Alliance Outlines Three-Phase Plan To Achieve Goal of Net Zero Emissions

The Oil Sands Pathways to Net Zero initiative is an alliance between Canada’s five largest oil sands producers. The group has announced additional details of its plan to achieve the goal of net zero greenhouse-gas emissions from oil sands operations.

Oilsands Refinery
A large oil refinery sits along the Athabasca River in Alberta's oil sands near Fort McMurray, Alberta.
Source: Dan Prat/Getty Images

The Oil Sands Pathways to Net Zero initiative, an alliance between Canada’s five largest oil sands producers, has announced additional details of its plan to achieve the goal of net zero greenhouse-gas (GHG) emissions from oil sands operations.

“As a significant source of Canada’s GHG emissions, we know we must also be part of the solution,” said Pathways director Al Reid. "That’s why we’re working together on innovative approaches to achieve our shared vision of net zero emissions.”

Pathways alliance members, who operate facilities accounting for 90% of Canadian oil sands output, are working collectively with the federal and Alberta governments, with a goal to achieve net zero emissions from oil sands operations by 2050 to help Canada meet its climate goals, including its Paris Agreement commitments and 2050 net zero aspirations.

The Pathways alliance already has begun work to eliminate 68 Mt of annual oil sands production emissions in the following three phases:

  • Phase 1 (2021–2030): 22 Mt
  • Phase 2 (2031–2040): 25 Mt
  • Phase 3 (2041–2050): 21 Mt

(The emissions reductions for each phase are estimates based on current assumptions and may be subject to adjustment.)
Because there is no single solution to achieving net zero emissions from oil sands operations, the initiative will use several parallel pathways and technologies. These include established and proven technologies such as carbon capture, use, and storage as well as other existing and emerging GHG-reduction technologies. This includes switching to lower-carbon fuels such as clean hydrogen and electricity to power oil sands operations, implementing advanced production processes, and improving energy efficiency at oil sands facilities.

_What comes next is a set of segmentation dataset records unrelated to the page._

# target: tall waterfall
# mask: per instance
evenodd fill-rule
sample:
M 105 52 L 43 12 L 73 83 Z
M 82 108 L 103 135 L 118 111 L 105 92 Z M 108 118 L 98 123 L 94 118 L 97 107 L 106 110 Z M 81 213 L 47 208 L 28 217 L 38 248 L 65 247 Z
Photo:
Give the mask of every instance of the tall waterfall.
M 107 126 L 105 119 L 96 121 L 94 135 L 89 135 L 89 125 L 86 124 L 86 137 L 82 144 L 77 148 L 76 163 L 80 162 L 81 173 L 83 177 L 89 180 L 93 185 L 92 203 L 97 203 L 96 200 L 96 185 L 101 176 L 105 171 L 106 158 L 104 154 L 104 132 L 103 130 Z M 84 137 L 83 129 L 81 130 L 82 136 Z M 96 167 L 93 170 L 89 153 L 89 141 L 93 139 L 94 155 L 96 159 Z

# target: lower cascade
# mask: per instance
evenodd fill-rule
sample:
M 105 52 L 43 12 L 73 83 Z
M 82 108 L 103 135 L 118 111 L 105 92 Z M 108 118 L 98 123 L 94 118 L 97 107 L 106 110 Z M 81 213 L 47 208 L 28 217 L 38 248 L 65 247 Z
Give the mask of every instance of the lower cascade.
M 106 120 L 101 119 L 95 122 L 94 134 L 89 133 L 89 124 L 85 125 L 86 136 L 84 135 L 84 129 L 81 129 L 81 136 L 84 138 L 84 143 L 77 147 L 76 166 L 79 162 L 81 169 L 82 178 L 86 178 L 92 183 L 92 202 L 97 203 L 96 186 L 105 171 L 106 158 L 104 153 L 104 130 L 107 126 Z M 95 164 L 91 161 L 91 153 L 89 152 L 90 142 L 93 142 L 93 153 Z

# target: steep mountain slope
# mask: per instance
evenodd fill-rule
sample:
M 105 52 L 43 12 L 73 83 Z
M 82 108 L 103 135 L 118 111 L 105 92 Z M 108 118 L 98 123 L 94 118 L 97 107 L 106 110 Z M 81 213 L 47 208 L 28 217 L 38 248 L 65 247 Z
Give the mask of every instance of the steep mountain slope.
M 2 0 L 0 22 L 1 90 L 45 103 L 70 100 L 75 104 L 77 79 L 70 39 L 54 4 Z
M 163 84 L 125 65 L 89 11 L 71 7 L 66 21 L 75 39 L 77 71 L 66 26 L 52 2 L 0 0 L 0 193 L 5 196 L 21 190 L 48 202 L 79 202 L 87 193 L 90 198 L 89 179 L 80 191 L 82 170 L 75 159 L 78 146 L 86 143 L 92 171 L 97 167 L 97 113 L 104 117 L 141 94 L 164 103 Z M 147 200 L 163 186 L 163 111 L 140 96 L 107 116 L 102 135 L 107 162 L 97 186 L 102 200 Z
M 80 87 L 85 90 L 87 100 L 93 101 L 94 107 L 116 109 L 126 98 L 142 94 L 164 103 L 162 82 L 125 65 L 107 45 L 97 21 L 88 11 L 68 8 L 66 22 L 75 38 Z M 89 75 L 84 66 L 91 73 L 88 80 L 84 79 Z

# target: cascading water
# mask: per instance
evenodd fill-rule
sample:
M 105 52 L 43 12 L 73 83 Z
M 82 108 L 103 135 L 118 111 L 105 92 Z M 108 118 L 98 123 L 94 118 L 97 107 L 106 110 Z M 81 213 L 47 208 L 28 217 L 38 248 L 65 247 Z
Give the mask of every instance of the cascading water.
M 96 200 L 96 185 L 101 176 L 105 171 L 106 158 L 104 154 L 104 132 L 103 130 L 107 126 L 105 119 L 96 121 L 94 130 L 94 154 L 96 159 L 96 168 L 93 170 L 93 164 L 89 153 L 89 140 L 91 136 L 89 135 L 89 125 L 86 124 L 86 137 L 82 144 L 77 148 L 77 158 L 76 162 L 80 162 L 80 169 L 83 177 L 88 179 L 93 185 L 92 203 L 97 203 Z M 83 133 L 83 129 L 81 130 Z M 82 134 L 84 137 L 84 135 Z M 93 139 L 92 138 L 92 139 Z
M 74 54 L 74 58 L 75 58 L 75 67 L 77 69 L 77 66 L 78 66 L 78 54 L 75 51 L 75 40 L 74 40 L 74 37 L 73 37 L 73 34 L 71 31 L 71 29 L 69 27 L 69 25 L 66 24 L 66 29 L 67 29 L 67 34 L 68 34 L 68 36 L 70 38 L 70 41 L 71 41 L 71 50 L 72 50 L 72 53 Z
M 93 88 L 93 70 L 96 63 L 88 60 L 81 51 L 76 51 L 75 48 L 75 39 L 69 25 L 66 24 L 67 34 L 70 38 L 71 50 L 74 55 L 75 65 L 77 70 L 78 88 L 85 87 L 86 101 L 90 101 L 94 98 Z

The Pathways initiative also will work to accelerate the development of potential emerging emissions-reducing technologies such as direct air capture of carbon dioxide (CO2), more-efficient next-generation oil sands production technologies, and small modular nuclear reactors. The initiative will help preserve jobs in the oil sands sector, which is one of Canada’s largest employers, while also creating thousands of new construction and permanent jobs in the oil and gas and clean technology industries.

In Phase 1 (2021–2030), the Pathways initiative will focus on building out a carbon-capture network in the oil sands producing region of northern Alberta. This includes plans to install equipment at several oil sands plants to capture CO2 to keep these emissions from entering the atmosphere. At the heart of the network is a proposed carbon transportation line to gather CO2 from more than 20 oil sands facilities and move it to a proposed hub in the Cold Lake area of Alberta for storage. The line would also be available to other industries in the region interested in capturing and storing CO2.

“Carbon capture may be unfamiliar to many Canadians, but it’s a technology that has been in use for decades around the world that’s proven to be effective and safe,” Reid said. “Canada is a leader in this area, and this technology is already being used in Alberta and Saskatchewan to capture and safely store CO2 from industrial facilities.”

The proposed Pathways carbon-capture network is similar to other large carbon-capture projects already underway in other progressive oil producing nations where industry and government are working together to reduce CO2 emissions from industry.

In Norway, oil companies Equinor, Shell, and Total are collaborating with the government on the development of the Northern Lights project to capture 0.8 Mt per year of CO2 from cement and waste-to-energy plants near Oslo and transport it to a sequestration hub for safe underground storage. To get the project off the ground, the Norwegian government is funding two-thirds of the capital costs for the project and the first 10 years of operating costs.

In the Netherlands, the Dutch government is providing up to $3 billion for the Porthos project, which is being developed by the Port of Rotterdam and state-owned natural gas companies EBN and Gasunie to capture CO2 emissions from refineries and hydrogen plants near Rotterdam and transport it to a safe storage site.

To advance the Pathways vision and help Canada meet its climate goals, alliance members are currently developing detailed project plans for Phase 1, including conducting feasibility studies for the CO2 transportation line and storage hub as well as pre-engineering work for capturing carbon at multiple oil sands facilities.